Provincial Matters, 8-5-2013

Provincial Matters, 8-5-2013


A New Mexico Hurricane

I guess that’s the way it’s going to be from now on, a kind of hurricane roulette.  The storm that broke on the Middle Rio Grande Valley a week ago Friday evening was the worst I’ve experienced in 55 years here. And I’ve been in some doozies. But the severity of this storm was unprecedented.

This one had winds up to 90 miles an hour or more. It was mythological. The trees in our garden were dancing madly and wouldn’t stop.  I thought they’d snap from exhaustion. I was worried we could lose our roof.

It was a hurricane, alright, but a New Mexico hurricane, thank heavens. It lasted less than an hour, and then it was gone. Climatologists say it was a confluence of storms from all four directions with the worst winds in many decades.

I’m left wondering what’s in store for us ahead, especially since a freak storm dropped two feet of hail on Santa Rosa earlier in the summer.

We know that raising the planet’s temperature, even by one degree globally, puts a tremendous amount of new energy into climate systems. The general rule, as far as I can tell, is that while local weather patterns generally stay the same, they get supercharged, and more intractable and extreme.  Dry places become drier. Monsoon seasons can become filled with maelstroms.

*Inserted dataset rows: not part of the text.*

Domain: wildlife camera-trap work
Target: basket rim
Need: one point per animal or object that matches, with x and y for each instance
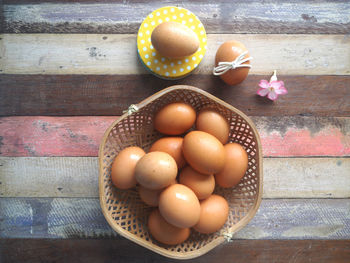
(206, 248)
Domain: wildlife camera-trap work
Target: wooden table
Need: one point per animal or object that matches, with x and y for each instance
(69, 68)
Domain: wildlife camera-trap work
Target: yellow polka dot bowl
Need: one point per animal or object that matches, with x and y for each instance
(163, 67)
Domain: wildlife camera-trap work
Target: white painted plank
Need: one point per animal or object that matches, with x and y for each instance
(82, 218)
(116, 54)
(217, 16)
(78, 177)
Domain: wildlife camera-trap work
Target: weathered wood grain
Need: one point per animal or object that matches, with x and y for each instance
(113, 17)
(78, 177)
(82, 218)
(62, 95)
(111, 250)
(81, 135)
(116, 54)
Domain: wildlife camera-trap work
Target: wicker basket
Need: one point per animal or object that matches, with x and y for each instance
(124, 210)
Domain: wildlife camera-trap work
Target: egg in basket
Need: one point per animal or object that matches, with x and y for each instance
(188, 185)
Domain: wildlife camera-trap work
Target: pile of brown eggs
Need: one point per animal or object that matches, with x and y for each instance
(178, 174)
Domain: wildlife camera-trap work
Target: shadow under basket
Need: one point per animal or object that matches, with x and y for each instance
(124, 210)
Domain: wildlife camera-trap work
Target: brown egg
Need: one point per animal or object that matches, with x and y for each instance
(123, 167)
(235, 167)
(172, 146)
(151, 197)
(201, 184)
(175, 118)
(179, 206)
(164, 232)
(214, 213)
(156, 170)
(204, 152)
(174, 40)
(228, 52)
(212, 122)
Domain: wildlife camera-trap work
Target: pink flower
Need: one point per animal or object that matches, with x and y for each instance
(272, 89)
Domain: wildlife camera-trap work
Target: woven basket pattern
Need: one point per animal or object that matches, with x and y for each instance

I’ve seen heavy flooding in Albuquerque before Cochiti Dam became operational in 1973. North Fourth and much of the South Valley were flooded to some degree every year. Storms are often rough here. I remember one where the wind was blowing so hard the rain came at you horizontally. And there’s nothing quite as flabbergasting as a flash flood moving toward you like a wall of water in an arroyo, or on a street where an arroyo used to be.

But this one last Friday was different. The ferocity was terrifying. The sound fantastic.  One moment it was still and then in the blink of an eye a wind took hold that toppled trees in Tiguex Park near Old Town, and in numerous other city parks including Hyder, Roosevelt, and Kit Carson. Two big conifers on UNM’s central campus near the anthropology building were blown down leaving gaping spaces. There were similar tales up and down the Valley. Our cat got it right. This storm made you want to run and hide.

But that’s what our weather has become.  At the Flying Star on Rio Grande, people were afraid to sit next to the big windows because the rain was hitting them so hard. Some said you couldn’t see the parking lot right outside. Others, though, said there was a carnival atmosphere inside, people safe but scared and excited at this amazing event.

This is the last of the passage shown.